Year Capital Expenses Working Capital Revenue Operating Expenses EBITDA D&A EBIT Net Income Cash Flow from Operations Free Cash Flows
0 $15,000,000 $2,000,000 $0 $0 $0 $0 $0 $0 $0 -$17,000,000
1 $0 $0 $14,100,000 $8,460,000 $5,640,000 $3,000,000 $2,640,000 $1,980,000 $4,980,000 $4,980,000
2 $0 $0 $14,100,000 $8,460,000 $5,640,000 $3,000,000 $2,640,000 $1,980,000 $4,980,000 $4,980,000
3 $0 $0 $14,100,000 $8,460,000 $5,640,000 $3,000,000 $2,640,000 $1,980,000 $4,980,000 $4,980,000
4 $0 $0 $14,100,000 $8,460,000 $5,640,000 $3,000,000 $2,640,000 $1,980,000 $4,980,000 $4,980,000
5 $0 $2,000,000 $14,100,000 $8,460,000 $5,640,000 $3,000,000 $2,640,000 $1,980,000 $6,980,000 $4,980,000

In the 5th year, $2 million of working capital is recovered, increasing net cash flows significantly.

Net Present Value (NPV)

The NPV is calculated using a discount rate of 15%. The formula for NPV is:

NPV = Σ (Cash Flows / (1 + r)^t) where r is the discount rate and t is the time period.

The cash flows are:

  • Year 0: -$17,000,000
  • Year 1: $4,980,000
  • Year 2: $4,980,000
  • Year 3: $4,980,000
  • Year 4: $4,980,000
  • Year 5: $6,980,000

Calculating NPV:

NPV = (-$17,000,000) + ($4,980,000 / (1 + 0.15)^1) + ($4,980,000 / (1 + 0.15)^2) + ($4,980,000 / (1 + 0.15)^3) + ($4,980,000 / (1 + 0.15)^4) + ($6,980,000 / (1 + 0.15)^5)

The resulting NPV is approximately $1,015,978.77. Since the NPV is positive, this indicates the project should be accepted.

Internal Rate of Return (IRR)

The IRR is the discount rate that makes the NPV of the project zero.
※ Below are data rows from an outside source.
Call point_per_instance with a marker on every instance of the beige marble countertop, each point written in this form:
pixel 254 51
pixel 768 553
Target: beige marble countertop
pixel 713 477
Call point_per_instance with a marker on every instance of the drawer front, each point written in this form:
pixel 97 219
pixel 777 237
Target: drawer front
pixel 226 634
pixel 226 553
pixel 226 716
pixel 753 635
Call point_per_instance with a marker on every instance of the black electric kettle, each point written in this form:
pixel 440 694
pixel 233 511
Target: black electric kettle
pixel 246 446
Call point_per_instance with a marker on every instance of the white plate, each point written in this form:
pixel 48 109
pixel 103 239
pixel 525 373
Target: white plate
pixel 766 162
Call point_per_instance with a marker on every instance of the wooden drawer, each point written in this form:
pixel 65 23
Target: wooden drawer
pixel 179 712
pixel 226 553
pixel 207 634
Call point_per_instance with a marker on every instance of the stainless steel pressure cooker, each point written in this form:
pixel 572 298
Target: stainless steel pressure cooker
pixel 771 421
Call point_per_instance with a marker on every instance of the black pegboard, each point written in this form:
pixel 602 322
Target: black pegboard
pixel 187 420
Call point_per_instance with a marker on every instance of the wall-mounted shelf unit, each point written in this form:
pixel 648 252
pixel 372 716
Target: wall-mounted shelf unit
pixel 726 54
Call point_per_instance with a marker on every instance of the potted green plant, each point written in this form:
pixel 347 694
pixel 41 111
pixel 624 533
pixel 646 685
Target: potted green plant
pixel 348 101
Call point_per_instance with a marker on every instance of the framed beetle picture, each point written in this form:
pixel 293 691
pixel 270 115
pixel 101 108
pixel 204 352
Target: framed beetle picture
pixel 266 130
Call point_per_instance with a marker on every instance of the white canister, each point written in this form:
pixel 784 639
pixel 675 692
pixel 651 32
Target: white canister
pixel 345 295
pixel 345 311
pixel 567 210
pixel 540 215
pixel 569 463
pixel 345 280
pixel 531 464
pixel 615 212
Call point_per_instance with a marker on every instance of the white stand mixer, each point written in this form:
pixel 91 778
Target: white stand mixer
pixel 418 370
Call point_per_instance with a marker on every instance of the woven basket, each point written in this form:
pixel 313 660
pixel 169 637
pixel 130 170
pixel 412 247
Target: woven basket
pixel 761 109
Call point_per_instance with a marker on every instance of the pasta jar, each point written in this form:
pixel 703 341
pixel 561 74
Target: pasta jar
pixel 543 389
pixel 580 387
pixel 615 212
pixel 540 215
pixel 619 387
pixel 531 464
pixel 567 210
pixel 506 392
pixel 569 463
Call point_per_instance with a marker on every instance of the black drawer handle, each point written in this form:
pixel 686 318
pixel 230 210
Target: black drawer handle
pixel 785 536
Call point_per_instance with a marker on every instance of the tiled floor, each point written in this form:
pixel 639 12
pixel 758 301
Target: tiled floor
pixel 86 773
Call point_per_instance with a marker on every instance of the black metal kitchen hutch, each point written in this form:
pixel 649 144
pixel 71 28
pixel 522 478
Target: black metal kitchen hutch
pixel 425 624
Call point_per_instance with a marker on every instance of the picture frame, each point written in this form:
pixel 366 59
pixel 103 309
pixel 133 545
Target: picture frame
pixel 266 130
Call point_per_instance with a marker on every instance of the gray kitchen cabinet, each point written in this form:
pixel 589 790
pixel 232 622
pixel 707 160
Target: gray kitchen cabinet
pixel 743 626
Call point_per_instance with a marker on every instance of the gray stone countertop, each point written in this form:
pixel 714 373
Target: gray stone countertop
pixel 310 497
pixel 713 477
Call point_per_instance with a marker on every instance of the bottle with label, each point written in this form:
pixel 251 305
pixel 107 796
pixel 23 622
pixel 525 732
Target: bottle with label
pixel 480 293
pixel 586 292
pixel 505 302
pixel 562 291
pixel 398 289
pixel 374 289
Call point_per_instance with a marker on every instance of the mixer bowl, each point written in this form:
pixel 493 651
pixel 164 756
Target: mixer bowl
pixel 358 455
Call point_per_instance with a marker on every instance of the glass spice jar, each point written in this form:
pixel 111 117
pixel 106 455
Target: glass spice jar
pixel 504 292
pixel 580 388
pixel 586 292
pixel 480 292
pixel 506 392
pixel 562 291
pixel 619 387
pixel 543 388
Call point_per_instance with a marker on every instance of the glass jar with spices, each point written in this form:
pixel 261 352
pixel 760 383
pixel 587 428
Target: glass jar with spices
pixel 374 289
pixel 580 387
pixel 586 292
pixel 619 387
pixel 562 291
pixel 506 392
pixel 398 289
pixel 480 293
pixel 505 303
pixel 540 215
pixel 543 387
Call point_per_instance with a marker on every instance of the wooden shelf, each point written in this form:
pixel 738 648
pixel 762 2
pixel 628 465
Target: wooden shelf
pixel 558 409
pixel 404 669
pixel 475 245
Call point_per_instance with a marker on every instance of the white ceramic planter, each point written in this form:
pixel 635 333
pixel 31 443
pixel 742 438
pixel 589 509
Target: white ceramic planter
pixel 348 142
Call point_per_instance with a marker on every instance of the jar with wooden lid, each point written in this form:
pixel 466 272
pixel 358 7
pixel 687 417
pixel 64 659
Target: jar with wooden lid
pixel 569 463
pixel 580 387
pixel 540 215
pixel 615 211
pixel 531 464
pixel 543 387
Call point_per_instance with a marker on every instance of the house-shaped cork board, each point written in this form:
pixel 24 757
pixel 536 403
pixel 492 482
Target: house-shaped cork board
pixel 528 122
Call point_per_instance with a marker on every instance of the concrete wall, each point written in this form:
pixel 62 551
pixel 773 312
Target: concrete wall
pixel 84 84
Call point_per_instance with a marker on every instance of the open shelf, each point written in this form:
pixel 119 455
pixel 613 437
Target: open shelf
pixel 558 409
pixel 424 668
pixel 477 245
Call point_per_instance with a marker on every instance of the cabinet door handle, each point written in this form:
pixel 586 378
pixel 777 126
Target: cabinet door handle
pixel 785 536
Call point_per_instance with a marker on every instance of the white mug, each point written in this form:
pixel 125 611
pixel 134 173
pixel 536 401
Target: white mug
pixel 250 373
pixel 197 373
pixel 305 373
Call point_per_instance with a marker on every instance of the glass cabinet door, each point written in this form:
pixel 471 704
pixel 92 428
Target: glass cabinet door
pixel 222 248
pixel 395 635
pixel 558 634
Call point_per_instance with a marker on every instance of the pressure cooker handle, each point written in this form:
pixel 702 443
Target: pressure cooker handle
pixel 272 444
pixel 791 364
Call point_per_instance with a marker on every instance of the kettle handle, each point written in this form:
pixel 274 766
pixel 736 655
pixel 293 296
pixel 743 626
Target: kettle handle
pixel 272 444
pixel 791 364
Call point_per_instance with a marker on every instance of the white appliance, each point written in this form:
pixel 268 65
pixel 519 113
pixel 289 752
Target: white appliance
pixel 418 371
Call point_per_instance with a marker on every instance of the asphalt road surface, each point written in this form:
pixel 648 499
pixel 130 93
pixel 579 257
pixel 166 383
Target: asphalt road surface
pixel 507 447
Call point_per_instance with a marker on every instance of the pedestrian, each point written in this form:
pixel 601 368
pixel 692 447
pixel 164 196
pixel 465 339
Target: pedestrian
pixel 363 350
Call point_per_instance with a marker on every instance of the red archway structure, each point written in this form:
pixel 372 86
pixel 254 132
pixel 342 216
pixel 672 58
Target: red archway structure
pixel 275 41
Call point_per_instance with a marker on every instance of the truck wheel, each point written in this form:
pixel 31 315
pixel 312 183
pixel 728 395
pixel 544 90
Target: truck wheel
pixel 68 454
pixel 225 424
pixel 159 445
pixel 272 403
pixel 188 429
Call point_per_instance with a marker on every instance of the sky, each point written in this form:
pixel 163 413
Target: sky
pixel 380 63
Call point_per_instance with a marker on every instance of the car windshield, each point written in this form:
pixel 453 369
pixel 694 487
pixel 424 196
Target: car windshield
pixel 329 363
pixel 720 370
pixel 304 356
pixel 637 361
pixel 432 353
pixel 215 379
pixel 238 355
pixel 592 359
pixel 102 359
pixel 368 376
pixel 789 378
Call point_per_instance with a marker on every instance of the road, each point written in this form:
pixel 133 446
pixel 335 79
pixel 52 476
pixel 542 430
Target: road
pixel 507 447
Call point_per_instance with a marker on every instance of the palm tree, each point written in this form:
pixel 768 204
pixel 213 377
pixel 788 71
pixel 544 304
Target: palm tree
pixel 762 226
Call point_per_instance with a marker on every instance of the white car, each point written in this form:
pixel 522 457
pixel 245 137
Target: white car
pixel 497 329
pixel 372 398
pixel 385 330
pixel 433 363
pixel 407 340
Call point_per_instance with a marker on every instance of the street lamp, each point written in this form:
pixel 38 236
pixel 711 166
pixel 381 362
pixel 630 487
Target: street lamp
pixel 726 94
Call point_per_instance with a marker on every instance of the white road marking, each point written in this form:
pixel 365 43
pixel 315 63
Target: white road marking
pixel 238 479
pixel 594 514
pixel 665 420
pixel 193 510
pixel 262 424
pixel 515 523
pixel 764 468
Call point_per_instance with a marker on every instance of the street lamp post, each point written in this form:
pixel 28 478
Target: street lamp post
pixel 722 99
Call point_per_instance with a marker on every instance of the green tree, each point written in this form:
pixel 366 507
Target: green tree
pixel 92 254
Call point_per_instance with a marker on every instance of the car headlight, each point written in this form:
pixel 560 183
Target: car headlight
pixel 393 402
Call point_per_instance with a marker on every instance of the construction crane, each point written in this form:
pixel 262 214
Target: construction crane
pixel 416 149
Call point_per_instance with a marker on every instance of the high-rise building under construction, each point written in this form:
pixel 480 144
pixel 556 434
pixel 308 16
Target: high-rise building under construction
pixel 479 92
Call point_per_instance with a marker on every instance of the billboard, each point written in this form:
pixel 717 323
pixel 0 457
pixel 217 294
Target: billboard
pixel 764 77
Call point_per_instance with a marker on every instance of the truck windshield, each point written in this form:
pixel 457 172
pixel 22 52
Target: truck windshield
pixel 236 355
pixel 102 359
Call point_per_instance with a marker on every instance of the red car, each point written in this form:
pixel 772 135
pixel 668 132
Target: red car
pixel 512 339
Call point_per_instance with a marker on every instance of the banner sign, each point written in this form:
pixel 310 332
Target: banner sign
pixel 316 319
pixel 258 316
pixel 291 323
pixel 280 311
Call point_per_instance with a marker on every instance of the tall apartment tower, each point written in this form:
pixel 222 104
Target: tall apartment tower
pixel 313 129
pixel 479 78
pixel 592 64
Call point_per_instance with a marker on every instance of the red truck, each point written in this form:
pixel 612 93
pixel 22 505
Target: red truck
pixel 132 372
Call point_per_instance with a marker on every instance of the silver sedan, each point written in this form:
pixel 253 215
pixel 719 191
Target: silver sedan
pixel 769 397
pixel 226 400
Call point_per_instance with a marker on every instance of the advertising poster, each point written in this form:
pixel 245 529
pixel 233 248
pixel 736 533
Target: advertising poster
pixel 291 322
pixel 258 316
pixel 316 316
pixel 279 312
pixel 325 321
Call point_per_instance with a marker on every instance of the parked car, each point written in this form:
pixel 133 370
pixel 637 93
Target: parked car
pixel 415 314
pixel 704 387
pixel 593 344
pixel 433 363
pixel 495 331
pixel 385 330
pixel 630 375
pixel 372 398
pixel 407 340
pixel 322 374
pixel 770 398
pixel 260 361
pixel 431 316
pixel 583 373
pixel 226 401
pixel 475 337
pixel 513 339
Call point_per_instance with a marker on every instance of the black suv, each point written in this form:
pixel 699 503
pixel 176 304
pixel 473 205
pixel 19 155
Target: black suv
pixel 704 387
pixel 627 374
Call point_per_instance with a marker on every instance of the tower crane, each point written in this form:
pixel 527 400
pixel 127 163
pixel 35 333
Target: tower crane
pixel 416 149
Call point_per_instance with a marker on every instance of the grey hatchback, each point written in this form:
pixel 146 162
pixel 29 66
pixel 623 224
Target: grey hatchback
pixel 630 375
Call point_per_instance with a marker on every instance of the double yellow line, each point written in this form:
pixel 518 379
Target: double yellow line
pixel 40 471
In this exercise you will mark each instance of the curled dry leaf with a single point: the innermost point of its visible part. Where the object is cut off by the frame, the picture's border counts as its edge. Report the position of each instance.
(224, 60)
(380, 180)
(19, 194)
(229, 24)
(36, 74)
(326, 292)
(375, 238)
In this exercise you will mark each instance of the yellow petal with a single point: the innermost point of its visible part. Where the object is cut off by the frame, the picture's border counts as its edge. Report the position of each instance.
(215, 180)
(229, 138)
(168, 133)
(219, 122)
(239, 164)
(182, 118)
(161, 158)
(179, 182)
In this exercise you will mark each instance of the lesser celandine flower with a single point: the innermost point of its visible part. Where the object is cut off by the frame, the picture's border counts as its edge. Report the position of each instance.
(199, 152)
It can be calculated using the cash flows detailed above. Estimating the IRR for the given cash flows produces an IRR of approximately 17.11%.

Since the IRR is greater than the required return of 15%, this indicates that the project is financially viable and should be accepted.

Conclusion

The analysis of the cash flows, along with the positive NPV and a favorable IRR, supports the decision to proceed with the expansion of Windsor Park. The growth potential and the opportunity to host a significant international event like the Cricket World Cup, aligning with favorable financial metrics, indicate that this project is a sensible investment for Windees Ltd.